Cédric Tourbe : La particularité de ces événements-là, c’est que les « militants professionnels » – par exemple la base du syndicat UGTT et l’Ordre des avocats en Tunisie, ou les militants gauchistes en mai 68 – ne sont pas dans le coup au début du mouvement. Ils sont aussi surpris que les autres. En mai 1968 par exemple, tous les dirigeants militants ont été embarqués dans les paniers à salade de la police, et la révolte a démarré sans eux. En fait, dès le début se mobilisent des gens qui d’habitude ne se mobilisent jamais. Contrairement aux mobilisations sociales habituelles, l’action précède la revendication, et non l’inverse.

L’extension

Même en démocratie, se révolter est un acte risqué. Et quand on se révolte, on n’aime pas être seul. C’est pourquoi l’extension n’a aucun caractère automatique. Lorsque la révolte s’étend, c’est parce que les gens vont se saisir de cette occasion inespérée pour se mobiliser à leur tour et faire en sorte que le mouvement ne retombe pas. Les militants vont se mobiliser en portant leurs propres revendications sur un mouvement qui au départ était une protestation sans slogans, sans banderoles, sans l’idée de faire tomber le pouvoir. Les gens qui manifestaient à Sidi Bouzid le 17 et 18 décembre 2010 n’avaient pas en tête de faire tomber Ben Ali.

Mais très vite vont se mobiliser l’Ordre des avocats, les syndicats de l’UGTT et les organisations de défense des droits de l’Homme qui, eux, vont entrer en compétition pour chercher à imposer un sens à cette mobilisation inattendue, comme par exemple et très schématiquement, obtenir des concessions sociales (pour les syndicalistes), libéraliser le régime, voire faire chuter le dictateur (pour les avocats). C’est là que l’on se retrouve confronté à une situation qui sort de l’ordinaire parce qu’en réalité, dès ce moment, personne ne contrôle vraiment les évènements.  

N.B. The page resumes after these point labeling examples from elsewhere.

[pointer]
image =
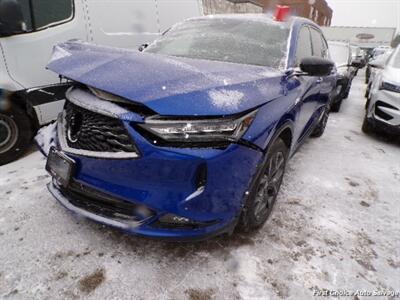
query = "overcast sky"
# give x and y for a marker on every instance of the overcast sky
(376, 13)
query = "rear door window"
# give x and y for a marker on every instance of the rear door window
(47, 13)
(40, 14)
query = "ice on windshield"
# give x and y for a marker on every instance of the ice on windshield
(395, 60)
(236, 40)
(340, 53)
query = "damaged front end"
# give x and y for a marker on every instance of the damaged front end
(110, 164)
(122, 163)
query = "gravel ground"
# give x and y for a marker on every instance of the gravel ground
(336, 226)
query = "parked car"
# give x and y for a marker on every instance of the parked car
(30, 29)
(376, 62)
(346, 69)
(191, 137)
(374, 67)
(358, 56)
(383, 104)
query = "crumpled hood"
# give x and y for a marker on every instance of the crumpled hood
(168, 85)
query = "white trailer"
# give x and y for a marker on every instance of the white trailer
(30, 28)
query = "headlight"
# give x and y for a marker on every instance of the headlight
(199, 130)
(389, 87)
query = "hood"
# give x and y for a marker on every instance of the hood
(391, 75)
(168, 85)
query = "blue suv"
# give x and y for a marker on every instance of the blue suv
(190, 137)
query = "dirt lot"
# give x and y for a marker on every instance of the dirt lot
(336, 226)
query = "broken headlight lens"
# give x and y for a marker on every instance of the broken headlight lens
(200, 130)
(390, 87)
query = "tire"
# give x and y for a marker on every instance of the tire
(336, 106)
(320, 128)
(15, 134)
(367, 127)
(265, 188)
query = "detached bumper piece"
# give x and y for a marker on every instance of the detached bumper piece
(100, 206)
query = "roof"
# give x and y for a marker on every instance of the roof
(259, 18)
(361, 36)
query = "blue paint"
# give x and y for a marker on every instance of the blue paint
(163, 177)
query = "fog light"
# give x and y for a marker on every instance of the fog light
(174, 219)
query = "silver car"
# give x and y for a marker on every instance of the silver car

Si la réponse du pouvoir ne parvient pas à résoudre la situation, le mouvement a toutes ses chances de grossir, de s’étendre. Jusque-là, nous étions face à un phénomène localisé et sectorisé (les étudiants en mai 68, les ouvriers en Pologne en 1980, les étudiants d’écoles religieuses en Iran en 1979). Le succès des uns donne envie aux autres de se joindre au mouvement et de se mobiliser à leur tour. L’extension est double : d’une part le mouvement va toucher d’autres zones géographiques, et d’autre part il va toucher des personnes et des secteurs différents.

L’incertitude

Le cas de mai 68 en est un bon exemple : au bout d’une semaine de mobilisation étudiante, on assiste à une mobilisation ouvrière qui dépasse complètement les cadres syndicaux habituels. Le plus important syndicat de l’époque, la CGT, se trouve complètement dépassé par ce qui se passe. On se retrouve alors dans une situation où toute l’organisation de la vie sociale, toutes les structures collectives s’effritent : c’est le cas des syndicats, des partis politiques et surtout du pouvoir lui-même, qui commence à se fissurer. Les gens doutent sérieusement, ont peur, commencent à ne plus obéir aux ordres, à prendre des initiatives étranges. Et commence à poindre, dans l’esprit de tout le monde, l’idée que le pouvoir est maintenant prenable.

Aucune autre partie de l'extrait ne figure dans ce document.